Por isso, eu acho que não existe a democratização da beleza sem a destruição da Beleza. Quando entendermos que todos podem se sentir confortáveis com o corpo que têm, o significado do conceito também muda. “

Passo a passo na internet

“Eu analiso muito a minha trajetória na internet dando peso ao meu senso de propósito. Porque sem ele, eu teria aumentado muitos meus ganhos, mas talvez estaria muito perdida nos meus caminhos.

Falar sobre moda sustentável, beleza vegana e cruelty free me limita muito comercialmente. Mas é graças a esse limite que eu consigo fazer um trabalho consistente, com responsabilidade. E, assim, garantir para as pessoas que, quando elas me veem anunciando ou me envolvendo com alguma marca, houve uma pesquisa, um aprofundamento antes de fechar o trabalho. Eu tenho respeito por mim e por elas.

E há sempre um equilíbrio entre a Nátaly como ativista, com as suas ideologias, e a Nátaly como empresária.
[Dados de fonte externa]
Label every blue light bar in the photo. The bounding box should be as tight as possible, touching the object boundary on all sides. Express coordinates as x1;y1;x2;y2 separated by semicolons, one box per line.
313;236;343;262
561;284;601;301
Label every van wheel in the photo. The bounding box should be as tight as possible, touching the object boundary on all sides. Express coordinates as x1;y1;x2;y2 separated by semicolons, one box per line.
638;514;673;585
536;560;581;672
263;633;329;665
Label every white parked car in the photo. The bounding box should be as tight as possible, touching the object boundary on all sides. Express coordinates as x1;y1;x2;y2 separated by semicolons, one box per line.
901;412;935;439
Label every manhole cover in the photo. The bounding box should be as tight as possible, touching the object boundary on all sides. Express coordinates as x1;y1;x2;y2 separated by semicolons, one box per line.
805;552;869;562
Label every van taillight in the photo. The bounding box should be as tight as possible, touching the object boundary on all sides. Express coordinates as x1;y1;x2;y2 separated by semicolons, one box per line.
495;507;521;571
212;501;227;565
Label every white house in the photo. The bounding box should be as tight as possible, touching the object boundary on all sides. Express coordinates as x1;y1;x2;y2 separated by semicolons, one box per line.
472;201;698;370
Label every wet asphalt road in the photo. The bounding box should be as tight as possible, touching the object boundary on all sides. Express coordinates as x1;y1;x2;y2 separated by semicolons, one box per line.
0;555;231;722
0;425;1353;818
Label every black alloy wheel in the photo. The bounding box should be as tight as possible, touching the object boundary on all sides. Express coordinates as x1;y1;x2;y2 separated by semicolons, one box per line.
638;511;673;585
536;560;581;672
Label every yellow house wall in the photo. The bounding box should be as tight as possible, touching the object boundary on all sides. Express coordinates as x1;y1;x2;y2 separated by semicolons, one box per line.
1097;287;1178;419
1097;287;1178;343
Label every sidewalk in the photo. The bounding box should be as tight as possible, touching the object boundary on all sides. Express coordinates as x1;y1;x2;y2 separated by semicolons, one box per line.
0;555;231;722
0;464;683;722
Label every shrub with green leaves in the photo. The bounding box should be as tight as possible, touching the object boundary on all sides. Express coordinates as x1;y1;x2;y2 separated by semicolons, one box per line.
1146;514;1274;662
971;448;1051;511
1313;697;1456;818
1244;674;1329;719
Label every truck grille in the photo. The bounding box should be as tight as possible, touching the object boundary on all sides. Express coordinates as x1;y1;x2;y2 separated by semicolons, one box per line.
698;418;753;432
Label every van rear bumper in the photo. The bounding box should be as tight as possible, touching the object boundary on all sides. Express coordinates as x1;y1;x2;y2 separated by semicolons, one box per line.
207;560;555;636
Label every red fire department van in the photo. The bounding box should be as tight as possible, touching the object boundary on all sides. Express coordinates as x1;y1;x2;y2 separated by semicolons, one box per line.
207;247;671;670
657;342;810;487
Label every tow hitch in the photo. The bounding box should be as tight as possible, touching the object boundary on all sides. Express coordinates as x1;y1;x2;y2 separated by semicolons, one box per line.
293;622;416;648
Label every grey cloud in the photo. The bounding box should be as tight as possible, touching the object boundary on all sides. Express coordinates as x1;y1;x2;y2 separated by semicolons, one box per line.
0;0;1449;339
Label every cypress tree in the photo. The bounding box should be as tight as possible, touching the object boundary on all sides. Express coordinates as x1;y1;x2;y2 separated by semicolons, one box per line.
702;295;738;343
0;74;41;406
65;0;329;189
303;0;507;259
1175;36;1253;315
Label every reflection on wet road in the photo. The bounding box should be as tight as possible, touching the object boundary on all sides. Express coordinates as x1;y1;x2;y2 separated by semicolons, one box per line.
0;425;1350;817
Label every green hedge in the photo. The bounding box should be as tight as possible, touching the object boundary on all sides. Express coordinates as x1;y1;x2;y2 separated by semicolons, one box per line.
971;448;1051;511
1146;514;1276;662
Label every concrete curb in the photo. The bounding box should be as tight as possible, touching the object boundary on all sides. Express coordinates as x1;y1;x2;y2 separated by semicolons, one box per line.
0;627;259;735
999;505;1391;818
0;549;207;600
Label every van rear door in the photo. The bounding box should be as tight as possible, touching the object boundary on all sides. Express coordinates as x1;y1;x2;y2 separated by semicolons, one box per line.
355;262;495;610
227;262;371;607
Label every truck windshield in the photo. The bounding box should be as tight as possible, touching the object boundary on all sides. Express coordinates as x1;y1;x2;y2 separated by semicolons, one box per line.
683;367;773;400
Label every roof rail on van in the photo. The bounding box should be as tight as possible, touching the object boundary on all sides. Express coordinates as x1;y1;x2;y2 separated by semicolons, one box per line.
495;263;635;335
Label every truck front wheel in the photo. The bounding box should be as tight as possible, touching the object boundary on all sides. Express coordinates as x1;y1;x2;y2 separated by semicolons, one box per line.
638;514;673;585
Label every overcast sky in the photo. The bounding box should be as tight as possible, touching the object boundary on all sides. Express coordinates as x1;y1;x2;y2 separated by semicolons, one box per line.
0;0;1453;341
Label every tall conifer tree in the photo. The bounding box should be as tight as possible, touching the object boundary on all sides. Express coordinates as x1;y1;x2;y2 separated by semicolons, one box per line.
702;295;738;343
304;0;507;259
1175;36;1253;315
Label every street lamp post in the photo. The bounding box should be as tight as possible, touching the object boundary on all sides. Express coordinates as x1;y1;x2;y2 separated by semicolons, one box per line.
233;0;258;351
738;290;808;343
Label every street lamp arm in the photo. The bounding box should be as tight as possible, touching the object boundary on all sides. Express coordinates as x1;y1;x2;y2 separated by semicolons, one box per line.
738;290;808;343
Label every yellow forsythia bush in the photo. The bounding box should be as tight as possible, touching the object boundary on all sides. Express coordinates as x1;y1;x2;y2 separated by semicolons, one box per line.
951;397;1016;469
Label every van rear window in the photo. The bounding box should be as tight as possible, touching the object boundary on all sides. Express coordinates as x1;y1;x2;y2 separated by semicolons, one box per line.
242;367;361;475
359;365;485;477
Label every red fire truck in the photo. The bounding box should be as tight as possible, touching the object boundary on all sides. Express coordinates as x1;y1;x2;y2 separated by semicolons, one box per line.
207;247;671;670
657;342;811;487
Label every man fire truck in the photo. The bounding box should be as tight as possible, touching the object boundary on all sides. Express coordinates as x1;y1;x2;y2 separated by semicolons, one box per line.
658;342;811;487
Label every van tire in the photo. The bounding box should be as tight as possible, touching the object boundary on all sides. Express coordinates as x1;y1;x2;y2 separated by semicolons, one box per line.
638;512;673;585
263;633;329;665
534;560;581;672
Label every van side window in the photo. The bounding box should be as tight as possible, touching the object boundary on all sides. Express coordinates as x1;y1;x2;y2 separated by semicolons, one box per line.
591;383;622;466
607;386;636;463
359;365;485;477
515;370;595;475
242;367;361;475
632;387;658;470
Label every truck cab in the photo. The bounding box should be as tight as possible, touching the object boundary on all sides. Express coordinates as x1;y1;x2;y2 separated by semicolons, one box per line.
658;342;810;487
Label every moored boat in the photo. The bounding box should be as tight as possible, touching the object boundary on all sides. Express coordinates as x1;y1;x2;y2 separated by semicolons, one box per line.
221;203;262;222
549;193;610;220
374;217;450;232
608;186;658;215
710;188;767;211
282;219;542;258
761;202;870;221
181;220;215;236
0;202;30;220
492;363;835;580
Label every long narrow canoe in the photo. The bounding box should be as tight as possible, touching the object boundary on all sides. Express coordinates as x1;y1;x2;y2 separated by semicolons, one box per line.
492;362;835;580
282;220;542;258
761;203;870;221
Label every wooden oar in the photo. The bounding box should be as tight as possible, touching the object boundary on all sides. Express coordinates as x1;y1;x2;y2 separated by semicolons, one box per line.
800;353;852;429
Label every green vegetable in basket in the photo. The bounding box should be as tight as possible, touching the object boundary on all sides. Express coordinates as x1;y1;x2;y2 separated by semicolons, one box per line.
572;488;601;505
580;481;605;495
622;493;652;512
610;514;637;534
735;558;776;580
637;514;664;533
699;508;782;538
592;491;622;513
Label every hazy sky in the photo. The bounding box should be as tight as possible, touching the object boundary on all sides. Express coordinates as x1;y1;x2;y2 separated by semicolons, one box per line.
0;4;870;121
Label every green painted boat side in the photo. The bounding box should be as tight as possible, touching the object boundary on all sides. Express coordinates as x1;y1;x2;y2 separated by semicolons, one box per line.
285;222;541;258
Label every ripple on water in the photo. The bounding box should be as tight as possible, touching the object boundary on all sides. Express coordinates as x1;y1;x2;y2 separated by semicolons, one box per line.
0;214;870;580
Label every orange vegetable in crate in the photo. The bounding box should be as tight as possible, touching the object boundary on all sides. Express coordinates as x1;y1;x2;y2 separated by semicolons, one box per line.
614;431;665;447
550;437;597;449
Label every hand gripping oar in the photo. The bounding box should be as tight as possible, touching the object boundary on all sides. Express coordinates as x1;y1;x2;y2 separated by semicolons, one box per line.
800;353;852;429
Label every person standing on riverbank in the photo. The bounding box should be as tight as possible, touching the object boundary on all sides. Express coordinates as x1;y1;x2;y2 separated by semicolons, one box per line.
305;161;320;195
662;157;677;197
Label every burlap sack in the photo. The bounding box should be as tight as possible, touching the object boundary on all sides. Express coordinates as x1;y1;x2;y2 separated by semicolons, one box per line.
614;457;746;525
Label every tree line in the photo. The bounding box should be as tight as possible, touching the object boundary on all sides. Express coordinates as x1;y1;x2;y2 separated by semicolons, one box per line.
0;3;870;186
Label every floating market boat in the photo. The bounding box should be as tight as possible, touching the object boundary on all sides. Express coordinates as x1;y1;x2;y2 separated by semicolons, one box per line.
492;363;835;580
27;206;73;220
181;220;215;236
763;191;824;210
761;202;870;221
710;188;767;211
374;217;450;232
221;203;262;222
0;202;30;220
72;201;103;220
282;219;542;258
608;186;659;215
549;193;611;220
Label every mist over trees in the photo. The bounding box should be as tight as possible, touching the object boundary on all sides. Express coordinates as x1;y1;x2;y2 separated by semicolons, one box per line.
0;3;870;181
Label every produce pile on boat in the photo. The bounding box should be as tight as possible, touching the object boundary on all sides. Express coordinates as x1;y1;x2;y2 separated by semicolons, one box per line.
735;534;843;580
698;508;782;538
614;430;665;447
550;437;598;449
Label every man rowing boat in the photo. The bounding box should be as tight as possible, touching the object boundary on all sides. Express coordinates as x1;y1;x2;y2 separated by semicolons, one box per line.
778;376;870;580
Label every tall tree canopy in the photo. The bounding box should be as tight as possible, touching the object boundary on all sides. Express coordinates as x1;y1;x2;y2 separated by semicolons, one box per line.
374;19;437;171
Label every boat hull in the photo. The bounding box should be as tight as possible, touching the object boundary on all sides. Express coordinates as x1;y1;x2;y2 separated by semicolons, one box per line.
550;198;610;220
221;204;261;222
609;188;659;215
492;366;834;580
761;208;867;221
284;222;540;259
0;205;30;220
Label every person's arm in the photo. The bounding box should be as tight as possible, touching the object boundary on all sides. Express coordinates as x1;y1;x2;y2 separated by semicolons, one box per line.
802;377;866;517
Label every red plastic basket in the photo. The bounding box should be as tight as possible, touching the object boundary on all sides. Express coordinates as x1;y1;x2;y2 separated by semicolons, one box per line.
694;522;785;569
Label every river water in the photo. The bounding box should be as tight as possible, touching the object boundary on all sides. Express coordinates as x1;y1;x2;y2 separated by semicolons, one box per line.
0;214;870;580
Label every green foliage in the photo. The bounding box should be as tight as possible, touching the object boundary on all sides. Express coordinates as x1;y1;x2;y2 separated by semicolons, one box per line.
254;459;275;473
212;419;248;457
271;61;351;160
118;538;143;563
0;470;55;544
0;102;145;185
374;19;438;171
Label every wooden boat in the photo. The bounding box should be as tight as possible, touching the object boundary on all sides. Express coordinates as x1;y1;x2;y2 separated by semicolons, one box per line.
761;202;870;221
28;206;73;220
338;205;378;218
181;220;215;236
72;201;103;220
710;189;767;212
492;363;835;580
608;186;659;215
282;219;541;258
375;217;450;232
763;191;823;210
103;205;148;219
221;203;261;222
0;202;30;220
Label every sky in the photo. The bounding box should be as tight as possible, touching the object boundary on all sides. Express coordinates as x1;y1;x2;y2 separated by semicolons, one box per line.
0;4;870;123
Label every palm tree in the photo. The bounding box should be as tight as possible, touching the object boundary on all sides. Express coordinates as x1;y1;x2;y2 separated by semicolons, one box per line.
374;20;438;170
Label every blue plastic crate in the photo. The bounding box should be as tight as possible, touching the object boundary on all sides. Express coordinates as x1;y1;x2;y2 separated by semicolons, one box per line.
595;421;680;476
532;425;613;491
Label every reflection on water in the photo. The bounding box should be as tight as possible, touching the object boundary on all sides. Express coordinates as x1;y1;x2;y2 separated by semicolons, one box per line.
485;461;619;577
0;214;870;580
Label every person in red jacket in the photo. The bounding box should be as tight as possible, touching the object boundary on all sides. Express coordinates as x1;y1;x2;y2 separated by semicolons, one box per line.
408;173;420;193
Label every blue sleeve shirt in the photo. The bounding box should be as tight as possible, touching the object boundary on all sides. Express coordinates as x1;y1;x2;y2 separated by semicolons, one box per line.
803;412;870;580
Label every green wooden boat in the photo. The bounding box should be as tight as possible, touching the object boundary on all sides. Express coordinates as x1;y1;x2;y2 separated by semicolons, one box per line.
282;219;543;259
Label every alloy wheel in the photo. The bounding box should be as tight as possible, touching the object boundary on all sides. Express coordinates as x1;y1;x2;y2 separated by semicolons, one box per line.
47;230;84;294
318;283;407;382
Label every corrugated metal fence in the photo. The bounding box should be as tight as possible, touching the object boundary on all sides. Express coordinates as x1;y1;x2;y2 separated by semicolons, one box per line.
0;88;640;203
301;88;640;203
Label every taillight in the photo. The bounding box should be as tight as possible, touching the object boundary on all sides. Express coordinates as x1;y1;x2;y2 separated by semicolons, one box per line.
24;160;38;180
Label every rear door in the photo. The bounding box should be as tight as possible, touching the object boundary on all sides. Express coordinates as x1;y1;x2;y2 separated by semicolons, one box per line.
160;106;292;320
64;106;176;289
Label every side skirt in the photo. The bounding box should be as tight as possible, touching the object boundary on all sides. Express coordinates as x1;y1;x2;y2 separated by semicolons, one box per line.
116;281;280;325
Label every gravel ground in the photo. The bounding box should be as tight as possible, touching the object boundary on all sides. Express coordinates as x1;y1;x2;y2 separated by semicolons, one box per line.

É no meio dessa ponte, entre esses dois lugares, que eu me encontro.

Nesse processo, eu encontro parceiros – com consistência e parcimônia – de uma forma muito mais lenta do que se eu não tivesse todos os meus propósitos. E consigo construir o meu caminho com muito mais calma. É claro que o tempo da internet é muito rápido e as pessoas podem conquistar bens muito e transformar a vida delas muito rapidamente. Mas, da mesma forma, acredito que sem a confiança da nossa comunidade, essas coisas se perdem.”